An element at the heart of Shahid’s agenda, and vital for any reforms to even begin, is the inclusion of women.
“Women have been exploited, trampled upon, suppressed for far too long; we shouldn’t be accepting it,” he said as he called on all who have not yet become “gender champions” to join the fight.
In what is perhaps one of his most radical positions, he vowed in his new role not to take part in any panel that is not gender balanced.
“My staffers have told me that it will be a difficult one to keep but I told them that it is their job to make sure panels are gender balanced,” Shahid said.
“And for me as the president, it is very simple: I will say, ‘No, if there is no gender balance I will not attend.’ And that statement itself, coming from the president of the General Assembly, is a strong message and it will be respected. And I hope that if they want me to be on these panels they will make them gender balanced.
“The next time, such organization or associations (organize) panels they will always recall that President Shahid insisted that panels need to be gender balanced.”
To those who continue doubt the necessity or suitability of women in leadership positions and decision-making roles, Shahid’s message could not be simpler.
“If the person who is doubting the role of women is a man, I would ask the person to just sit down and think: Where did they come from?

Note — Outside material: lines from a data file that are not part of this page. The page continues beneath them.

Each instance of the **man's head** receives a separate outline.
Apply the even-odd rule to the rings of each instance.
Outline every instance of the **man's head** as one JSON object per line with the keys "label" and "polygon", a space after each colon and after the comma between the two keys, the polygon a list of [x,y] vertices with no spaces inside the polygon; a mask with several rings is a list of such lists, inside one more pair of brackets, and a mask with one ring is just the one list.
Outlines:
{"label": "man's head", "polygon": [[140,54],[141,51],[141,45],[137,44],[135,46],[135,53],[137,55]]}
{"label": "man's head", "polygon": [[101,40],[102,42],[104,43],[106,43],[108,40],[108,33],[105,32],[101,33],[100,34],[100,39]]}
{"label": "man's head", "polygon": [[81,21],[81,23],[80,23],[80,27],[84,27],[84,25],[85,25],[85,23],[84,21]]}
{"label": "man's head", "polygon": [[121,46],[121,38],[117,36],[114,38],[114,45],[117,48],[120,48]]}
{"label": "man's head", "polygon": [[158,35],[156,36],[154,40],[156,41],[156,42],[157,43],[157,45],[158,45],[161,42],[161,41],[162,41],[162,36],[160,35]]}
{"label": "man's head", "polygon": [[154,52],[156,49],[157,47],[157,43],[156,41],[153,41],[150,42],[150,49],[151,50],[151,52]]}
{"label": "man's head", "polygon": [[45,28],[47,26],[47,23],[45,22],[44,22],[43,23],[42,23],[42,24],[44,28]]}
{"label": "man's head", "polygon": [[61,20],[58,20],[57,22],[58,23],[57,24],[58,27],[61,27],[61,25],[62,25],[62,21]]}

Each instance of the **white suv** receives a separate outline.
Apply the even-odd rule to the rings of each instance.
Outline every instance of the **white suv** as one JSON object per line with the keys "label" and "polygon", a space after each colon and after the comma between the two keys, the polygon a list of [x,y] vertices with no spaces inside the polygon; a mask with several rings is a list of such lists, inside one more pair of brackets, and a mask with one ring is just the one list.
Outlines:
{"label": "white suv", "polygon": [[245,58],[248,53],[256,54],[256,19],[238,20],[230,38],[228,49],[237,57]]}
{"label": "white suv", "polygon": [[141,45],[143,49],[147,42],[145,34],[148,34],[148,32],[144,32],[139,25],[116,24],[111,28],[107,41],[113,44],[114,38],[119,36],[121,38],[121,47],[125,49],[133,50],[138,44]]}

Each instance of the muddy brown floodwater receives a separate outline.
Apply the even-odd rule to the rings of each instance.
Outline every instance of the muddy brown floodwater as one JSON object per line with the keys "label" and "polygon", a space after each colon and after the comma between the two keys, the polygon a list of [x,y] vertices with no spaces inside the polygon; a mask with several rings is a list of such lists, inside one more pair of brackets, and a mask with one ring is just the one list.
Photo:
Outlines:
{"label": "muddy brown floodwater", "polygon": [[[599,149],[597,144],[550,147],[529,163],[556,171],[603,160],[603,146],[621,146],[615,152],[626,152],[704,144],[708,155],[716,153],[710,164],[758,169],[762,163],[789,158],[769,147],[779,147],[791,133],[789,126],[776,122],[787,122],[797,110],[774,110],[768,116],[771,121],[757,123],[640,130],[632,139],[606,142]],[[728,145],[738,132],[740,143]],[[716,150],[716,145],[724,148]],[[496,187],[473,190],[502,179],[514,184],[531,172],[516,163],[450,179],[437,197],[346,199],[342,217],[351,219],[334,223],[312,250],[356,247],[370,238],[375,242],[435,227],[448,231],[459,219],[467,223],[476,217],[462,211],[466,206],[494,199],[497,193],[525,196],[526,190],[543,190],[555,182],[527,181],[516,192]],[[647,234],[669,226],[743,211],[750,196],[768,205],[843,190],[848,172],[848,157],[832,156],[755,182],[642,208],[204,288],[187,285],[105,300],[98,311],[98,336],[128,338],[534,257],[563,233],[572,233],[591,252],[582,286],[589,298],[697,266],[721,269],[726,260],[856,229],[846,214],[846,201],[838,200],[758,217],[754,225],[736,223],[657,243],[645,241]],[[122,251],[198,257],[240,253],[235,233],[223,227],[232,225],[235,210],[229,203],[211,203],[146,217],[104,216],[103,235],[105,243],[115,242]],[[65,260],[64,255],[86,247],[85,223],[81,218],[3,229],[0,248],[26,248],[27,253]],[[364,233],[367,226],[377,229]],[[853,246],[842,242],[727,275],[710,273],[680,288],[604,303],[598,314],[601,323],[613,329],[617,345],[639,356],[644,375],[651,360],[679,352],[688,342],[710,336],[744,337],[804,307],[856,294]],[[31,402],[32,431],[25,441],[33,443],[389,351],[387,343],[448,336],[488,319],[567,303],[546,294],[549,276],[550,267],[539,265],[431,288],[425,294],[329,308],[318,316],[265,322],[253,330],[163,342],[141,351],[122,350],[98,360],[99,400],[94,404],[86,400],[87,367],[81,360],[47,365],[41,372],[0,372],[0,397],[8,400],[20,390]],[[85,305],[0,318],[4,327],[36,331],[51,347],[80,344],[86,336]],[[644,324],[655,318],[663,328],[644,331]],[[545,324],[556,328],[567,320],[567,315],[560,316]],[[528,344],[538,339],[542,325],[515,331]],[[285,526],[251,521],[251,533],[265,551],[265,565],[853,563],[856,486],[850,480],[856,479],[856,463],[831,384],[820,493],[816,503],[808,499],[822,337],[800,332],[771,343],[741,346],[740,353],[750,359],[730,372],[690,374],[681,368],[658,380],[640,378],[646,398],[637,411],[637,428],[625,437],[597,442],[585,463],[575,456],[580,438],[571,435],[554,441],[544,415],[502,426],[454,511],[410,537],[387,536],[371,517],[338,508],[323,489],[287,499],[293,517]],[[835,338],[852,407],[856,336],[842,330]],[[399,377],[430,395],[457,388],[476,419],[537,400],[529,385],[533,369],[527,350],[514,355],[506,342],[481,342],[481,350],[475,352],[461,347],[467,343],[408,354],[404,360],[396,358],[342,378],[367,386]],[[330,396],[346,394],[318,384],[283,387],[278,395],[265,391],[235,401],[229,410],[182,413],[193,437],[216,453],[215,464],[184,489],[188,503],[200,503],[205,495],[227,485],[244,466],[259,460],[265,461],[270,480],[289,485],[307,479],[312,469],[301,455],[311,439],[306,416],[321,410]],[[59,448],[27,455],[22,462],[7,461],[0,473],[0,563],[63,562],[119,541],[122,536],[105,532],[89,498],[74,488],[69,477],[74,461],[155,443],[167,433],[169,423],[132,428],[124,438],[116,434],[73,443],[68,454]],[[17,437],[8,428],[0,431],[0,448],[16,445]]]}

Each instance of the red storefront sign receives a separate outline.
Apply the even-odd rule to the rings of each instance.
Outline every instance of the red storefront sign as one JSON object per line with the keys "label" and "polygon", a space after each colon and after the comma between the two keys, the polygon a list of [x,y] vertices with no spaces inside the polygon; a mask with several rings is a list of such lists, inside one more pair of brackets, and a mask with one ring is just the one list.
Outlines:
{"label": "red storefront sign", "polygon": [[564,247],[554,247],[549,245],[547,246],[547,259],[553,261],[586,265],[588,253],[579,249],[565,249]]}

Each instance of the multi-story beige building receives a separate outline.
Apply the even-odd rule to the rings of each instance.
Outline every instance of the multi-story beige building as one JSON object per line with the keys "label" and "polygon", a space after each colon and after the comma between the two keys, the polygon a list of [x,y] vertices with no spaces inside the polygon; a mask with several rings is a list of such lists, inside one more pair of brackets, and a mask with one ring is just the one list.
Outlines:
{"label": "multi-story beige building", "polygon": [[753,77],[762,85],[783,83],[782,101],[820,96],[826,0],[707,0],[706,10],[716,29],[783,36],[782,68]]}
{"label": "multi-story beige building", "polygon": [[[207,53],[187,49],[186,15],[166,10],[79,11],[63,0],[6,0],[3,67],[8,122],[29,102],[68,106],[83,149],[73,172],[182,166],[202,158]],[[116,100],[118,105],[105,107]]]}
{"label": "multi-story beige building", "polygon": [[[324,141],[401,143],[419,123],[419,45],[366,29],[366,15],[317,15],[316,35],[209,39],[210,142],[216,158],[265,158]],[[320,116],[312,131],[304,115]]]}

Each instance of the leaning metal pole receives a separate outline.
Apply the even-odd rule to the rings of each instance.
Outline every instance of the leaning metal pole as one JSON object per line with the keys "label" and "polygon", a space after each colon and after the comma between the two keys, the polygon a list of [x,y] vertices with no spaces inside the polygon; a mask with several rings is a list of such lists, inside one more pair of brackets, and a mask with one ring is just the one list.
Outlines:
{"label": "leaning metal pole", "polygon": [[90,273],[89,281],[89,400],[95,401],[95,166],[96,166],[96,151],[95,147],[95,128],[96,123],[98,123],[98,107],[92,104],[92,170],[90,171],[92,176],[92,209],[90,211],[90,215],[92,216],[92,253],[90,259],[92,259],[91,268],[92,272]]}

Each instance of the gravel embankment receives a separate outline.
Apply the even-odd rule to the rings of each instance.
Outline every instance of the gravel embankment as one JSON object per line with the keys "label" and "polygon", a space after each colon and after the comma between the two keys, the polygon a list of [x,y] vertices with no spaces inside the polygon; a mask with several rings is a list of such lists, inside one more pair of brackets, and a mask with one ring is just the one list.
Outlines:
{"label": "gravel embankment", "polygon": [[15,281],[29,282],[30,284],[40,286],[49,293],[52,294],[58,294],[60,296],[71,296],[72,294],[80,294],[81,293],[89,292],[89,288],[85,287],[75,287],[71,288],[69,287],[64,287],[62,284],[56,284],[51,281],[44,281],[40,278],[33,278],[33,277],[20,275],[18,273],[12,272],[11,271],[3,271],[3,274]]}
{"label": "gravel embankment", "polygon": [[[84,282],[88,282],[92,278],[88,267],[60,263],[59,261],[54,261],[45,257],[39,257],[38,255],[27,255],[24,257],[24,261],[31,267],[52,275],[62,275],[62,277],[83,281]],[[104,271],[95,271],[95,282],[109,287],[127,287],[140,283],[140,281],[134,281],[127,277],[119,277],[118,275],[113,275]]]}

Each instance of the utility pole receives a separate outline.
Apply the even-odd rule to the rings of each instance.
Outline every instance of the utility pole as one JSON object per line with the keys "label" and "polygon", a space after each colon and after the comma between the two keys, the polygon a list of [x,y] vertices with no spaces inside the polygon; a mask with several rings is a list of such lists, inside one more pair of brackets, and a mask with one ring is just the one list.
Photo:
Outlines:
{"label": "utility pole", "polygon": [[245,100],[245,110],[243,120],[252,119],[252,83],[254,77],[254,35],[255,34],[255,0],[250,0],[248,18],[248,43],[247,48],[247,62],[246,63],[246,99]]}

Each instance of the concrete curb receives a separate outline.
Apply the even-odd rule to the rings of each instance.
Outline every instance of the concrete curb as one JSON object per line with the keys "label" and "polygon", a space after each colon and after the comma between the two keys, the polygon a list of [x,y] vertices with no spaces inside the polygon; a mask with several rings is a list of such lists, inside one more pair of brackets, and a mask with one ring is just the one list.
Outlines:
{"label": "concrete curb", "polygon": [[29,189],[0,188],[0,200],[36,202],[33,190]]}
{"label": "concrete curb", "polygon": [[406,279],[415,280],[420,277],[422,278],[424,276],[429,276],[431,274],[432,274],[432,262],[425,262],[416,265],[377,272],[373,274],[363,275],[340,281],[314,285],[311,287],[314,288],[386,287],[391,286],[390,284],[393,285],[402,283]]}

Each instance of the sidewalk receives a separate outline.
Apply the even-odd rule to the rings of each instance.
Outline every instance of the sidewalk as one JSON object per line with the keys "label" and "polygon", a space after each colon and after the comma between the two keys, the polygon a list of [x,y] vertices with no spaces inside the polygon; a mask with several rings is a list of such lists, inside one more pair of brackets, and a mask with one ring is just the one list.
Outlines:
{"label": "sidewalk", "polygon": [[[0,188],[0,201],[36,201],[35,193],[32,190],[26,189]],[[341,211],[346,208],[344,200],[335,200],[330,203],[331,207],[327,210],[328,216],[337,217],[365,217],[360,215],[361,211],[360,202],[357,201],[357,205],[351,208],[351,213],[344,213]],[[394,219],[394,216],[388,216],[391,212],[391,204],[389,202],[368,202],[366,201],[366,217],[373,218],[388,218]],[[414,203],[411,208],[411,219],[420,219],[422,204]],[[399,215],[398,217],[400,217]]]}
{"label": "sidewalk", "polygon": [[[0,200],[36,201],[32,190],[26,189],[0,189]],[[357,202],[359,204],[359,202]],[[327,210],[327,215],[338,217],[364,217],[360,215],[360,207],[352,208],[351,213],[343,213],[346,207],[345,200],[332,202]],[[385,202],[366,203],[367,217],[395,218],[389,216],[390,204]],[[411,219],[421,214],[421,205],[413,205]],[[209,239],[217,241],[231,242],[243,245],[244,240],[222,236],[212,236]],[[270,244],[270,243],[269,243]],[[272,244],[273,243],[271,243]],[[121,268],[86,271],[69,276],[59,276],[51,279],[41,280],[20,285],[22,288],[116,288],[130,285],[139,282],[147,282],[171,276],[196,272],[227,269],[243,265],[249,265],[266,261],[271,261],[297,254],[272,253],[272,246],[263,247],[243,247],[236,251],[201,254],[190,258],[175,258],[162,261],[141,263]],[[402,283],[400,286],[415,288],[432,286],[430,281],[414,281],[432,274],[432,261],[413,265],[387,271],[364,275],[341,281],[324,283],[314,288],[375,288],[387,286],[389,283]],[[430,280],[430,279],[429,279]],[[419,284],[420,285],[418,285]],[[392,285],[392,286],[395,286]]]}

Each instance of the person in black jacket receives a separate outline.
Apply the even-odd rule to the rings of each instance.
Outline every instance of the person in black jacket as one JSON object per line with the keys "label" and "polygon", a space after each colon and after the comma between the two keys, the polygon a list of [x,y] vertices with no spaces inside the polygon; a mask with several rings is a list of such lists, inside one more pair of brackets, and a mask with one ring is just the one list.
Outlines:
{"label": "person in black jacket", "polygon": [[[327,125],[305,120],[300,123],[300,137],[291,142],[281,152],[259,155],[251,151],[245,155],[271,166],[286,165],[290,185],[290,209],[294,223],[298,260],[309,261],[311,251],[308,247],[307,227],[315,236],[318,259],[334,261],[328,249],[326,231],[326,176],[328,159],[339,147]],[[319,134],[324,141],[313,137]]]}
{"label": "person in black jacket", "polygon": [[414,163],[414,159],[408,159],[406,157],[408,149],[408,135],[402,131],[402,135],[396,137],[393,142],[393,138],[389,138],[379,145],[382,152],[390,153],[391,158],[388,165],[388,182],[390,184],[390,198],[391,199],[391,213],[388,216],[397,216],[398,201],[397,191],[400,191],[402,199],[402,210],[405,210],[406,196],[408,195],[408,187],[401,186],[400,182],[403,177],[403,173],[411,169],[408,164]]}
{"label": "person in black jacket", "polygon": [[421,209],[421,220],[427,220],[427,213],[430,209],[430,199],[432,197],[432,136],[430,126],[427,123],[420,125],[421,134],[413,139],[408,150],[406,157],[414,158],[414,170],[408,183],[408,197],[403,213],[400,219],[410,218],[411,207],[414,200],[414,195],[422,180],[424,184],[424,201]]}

Who carried the person for nine months? The mother,” he said. “It’s very simple: Respect your mother. Give your mother the respect that she deserves.
“And when you have a daughter, look at her, see whether you would want your daughter to suffer. Give respect to your daughter — it’s very personal.”
Failure to recognize the importance and value of women means that the world is wasting one of its great human resources, Shahid said.
“The world is made up of men and women. If we want to lock (away) half of the world population and not benefit from them, we are utilizing (only) 50 percent of the population,” he said. “Does that make sense at an economic level? At a humanitarian level? At a social level?
“It does not take a genius to say simply that the only way humanity will progress is (if we) respect women.”